Piatã acompanhou-o com os olhos até que ele sumiu entre a mata. Sabia que não tinha chances de sobreviver, mas quis aliviar a dor daquele filho amado. Deixaria que ele tentasse ajudar. Já estava um menino crescido, pensou. Certamente se tornará um grande guerreiro.

 Os outros meninos ficaram ali, ajudando no que podiam aquelas pessoas. Kaluanã caminhou por algumas horas até se deparar com um pequeno charco, onde pode identificar a planta. Rapidamente arrancou-a com as raízes e pôs-se a voltar rapidamente à clareira.

 No caminho pensava no pai e agora também em sua mãe. Pelo menos sabia que ela estava viva, a caminho da cidade dos karaíbas. Uma grande vontade de chorar veio de repente, mas ele afastou-a rapidamente. Precisava agora cuidar de seu pai. Ao perceber que já estava se aproximando da clareira, ouviu os gritos dos amigos. Seu coração disparou. Será que os karaíbas voltaram e agora aprisionavam também seus amigos? Correu mais depressa que pode e viu ao longe que dois jaguares rondavam aqueles que estavam ali. Um era negro como a noite e outro, todo pintado, que desaparecia entre as folhagens.

     Os amigos com seus arcos tesos esperavam o ataque iminente. O jaguar negro, um macho, parecia ser o mais feroz, não demonstrava estar amedrontado e andava ao redor rugindo e mostrando os dentes. A pintada saia e entrava na clareira, esperando que algo acontecesse para assim também poder atacar. Por alguns minutos todos ficaram em silêncio.

Somente escutavam o som da respiração e o coração que parecia estar batendo no pescoço intensamente. O medo lhes percorria todo o corpo.  Kaluanã, que se aproximava agora mais cuidadosamente, retesou o mais que pode seu arco e fez pontaria. Estava a cerca de uns dez metros do jaguar negro, que não percebeu sua aproximação. Esperou mais alguns segundos, prendeu a respiração e deixou a flecha zunir velozmente em direção à fera.

Num estrepitoso grito, assustado, ela deu um grande salto e saiu pela mata adentro, levando cravado no dorso, a seta certeira de Kaluanã. A pintada que a acompanhava também saiu dali rapidamente, assustada com o urro de dor de seu companheiro. Kaluanã então entrou na clareira e foi em direção ao pai. Piatã já respirava sofregamente com muitas dificuldades.

 Kaluanã então amassou a planta e fez uma pasta com barro que colocou sobre o ferimento. Agora era aguardar o efeito do remédio. Sentou-se ao lado do pai e debruçou a cabeça sobre seu colo. Escutava nitidamente que as batidas enfraquecidas do coração do grande chefe Piatã, da tribo dos Panarás, ia se esvaindo aos poucos, abrindo caminho para a entrada na “Floresta Mágica”. Floresta que um dia Yemandú lhe contou existir, e para onde iam os Panarás, quando paravam de respirar. Um lugar onde os bichos falavam como os homens e as plantas serviam de alimento.   

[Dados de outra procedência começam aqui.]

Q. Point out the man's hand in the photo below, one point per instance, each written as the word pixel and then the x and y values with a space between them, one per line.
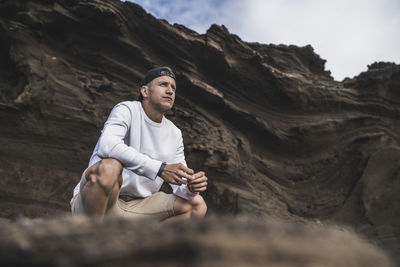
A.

 Não se comia carne e as feras eram como a Cutia e os Saguis, vivendo em harmonia com a mãe terra e com os rios.

Lugar onde moravam os sonhos. Não havia guerras e nem mesmo o Karaíba chegaria nela. Todas as tribos eram irmãs e a floresta era a grande Mãe que os protegia. As lágrimas quentes desciam vagarosamente dos olhos daquele menino. O grande cacique Panará havia finalmente dado seu último suspiro. Estava agora indo em direção a grande Floresta, encontrar-se com Yemandú e seus ancestrais.